El maná estalló como una marea rugiente, y el cuerpo de Adrian fue lanzado hacia atrás como si hubiera sido golpeado por un ariete, volando más de diez metros antes de estrellarse pesadamente contra el suelo.
Aunque Adrian también estaba en la etapa media del Reino del Cielo, Zora nunca lo había considerado a su nivel.
El cambio repentino dejó a Corvin completamente aturdido.
¡Adrian ni siquiera había tenido tiempo de reaccionar antes de que Zora ya lo hubiera golpeado!
—Estoy intimidando a tu hermano —dijo Zora con calma mientras levantaba la barbilla, su mirada afilada y dominante—.
¿Y qué?
Sus ojos negros brillaban intensamente, con arrogancia y confianza claramente escritas a propósito en su expresión.
—Tú…
El rostro de Corvin se enrojeció de ira.
Había venido hoy con la intención de ayudar a Adrian a recuperar su honor, pero antes de que pudiera terminar de hablar, Adrian había sido lanzado por los aires.
Ese puñetazo se sintió menos como si hubiera aterrizado en Adrian y más como si se hubiera estrellado directamente contra su propia cara.
—¡Zora!
—rugió Corvin, con la furia hirviendo—.
Eres una estudiante de inscripción especial, y sí, tu talento es impresionante.
Lo admito.
¡Pero yo estoy en la etapa tardía del Reino del Cielo!

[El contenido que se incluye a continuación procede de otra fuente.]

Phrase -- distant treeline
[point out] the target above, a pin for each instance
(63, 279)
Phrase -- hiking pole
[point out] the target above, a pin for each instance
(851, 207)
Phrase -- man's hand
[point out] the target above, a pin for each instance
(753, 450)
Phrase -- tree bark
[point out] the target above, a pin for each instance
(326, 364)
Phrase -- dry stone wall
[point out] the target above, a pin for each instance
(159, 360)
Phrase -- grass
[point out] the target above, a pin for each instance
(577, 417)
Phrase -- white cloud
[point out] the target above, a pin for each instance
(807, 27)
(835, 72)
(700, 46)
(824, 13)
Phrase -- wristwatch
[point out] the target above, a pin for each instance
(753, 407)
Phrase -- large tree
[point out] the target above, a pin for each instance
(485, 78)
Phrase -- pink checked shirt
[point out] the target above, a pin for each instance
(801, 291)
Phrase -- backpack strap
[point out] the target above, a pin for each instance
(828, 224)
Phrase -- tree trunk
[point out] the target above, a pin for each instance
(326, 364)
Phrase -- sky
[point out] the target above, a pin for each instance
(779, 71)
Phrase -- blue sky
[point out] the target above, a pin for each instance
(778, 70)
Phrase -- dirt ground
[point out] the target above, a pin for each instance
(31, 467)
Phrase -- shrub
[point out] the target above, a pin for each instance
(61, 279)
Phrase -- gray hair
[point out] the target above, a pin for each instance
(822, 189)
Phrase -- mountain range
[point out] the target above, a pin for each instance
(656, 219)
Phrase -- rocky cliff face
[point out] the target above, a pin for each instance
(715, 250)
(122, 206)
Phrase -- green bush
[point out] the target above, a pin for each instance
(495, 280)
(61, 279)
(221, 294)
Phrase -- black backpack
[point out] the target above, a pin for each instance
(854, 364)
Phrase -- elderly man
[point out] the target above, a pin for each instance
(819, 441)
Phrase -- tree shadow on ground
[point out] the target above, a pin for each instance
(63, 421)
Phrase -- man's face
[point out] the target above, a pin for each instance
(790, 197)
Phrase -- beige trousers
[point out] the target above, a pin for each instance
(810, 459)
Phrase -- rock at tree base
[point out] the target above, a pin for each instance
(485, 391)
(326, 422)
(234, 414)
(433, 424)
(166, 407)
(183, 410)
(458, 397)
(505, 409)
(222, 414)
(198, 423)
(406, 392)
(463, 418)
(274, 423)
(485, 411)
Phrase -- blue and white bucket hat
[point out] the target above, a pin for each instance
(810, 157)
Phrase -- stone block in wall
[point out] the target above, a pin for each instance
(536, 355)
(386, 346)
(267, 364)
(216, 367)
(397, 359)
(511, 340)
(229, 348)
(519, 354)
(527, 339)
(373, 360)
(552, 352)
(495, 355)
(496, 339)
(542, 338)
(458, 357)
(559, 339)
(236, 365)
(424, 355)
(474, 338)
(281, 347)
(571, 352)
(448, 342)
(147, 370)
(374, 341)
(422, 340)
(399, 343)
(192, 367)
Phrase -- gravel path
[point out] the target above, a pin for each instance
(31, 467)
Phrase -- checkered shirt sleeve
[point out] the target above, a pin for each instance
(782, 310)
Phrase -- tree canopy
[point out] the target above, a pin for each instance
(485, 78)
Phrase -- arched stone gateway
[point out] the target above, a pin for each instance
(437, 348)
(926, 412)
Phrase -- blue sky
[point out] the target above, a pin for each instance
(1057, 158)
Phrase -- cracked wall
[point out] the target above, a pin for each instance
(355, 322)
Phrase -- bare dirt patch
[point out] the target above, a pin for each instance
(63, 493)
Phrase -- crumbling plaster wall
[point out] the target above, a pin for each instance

Aunque no fuera un estudiante de inscripción especial, había cultivado mucho más tiempo que Zora.
Su fuerza, en su mente, claramente superaba la de ella.
Quizás dentro de un año, no tendría ninguna oportunidad.
Pero ¿ahora mismo?
Se negaba a creer que ella fuera su igual.
—¿Reino del Cielo tardío?
—Zora abrió ligeramente los ojos, su rostro mostrando brevemente lo que parecía sorpresa, incluso un toque de miedo.
Luego, en el siguiente respiro, inclinó la cabeza y sonrió levemente—.
¿Se supone que eso es…
impresionante?
Esa única frase, ligera y casual, estaba impregnada de ridículo despiadado.
Corvin casi explotó en el acto.
—¡Estás buscando la muerte!
Rechinando los dientes, liberó todo su maná en un instante, su aura aumentando violentamente.
¡Si no le daba una lección a esta mujer hoy, ella realmente pensaría que el mundo giraba a su alrededor!
—¡Está celoso!
—gritó Negro con enojo, agitando sus pequeños puños—.
¡Este tipo feo necesita ser aplastado!
—Sí, déjanos encargarnos de esto, Maestra…
—animó Blanco.
Zora movió la muñeca casualmente.
¡Boom!
¡Boom!
Dos impactos suaves pero inconfundibles resonaron cuando Negro y Blanco salieron disparados como balas de cañón, golpeando directamente los ojos de Corvin.
—¡Ah!
Corvin soltó un grito miserable mientras un dolor abrasador estallaba en su visión.
Su maná cuidadosamente reunido se dispersó al instante, rompiéndose en caos.
Antes de que pudiera recuperarse, Zora se acercó y le dio una patada directamente en el abdomen.
El cuerpo masivo de Corvin voló hacia atrás como un muñeco de trapo, surcando más de diez metros por el aire.
*Ugh*
Adrian acababa de levantarse con dificultad, agarrándose el estómago con agonía, cuando vio a Corvin precipitándose hacia él a una velocidad aterradora.
—¡Qué!
Otro grito resonó cuando Corvin se estrelló sobre Adrian.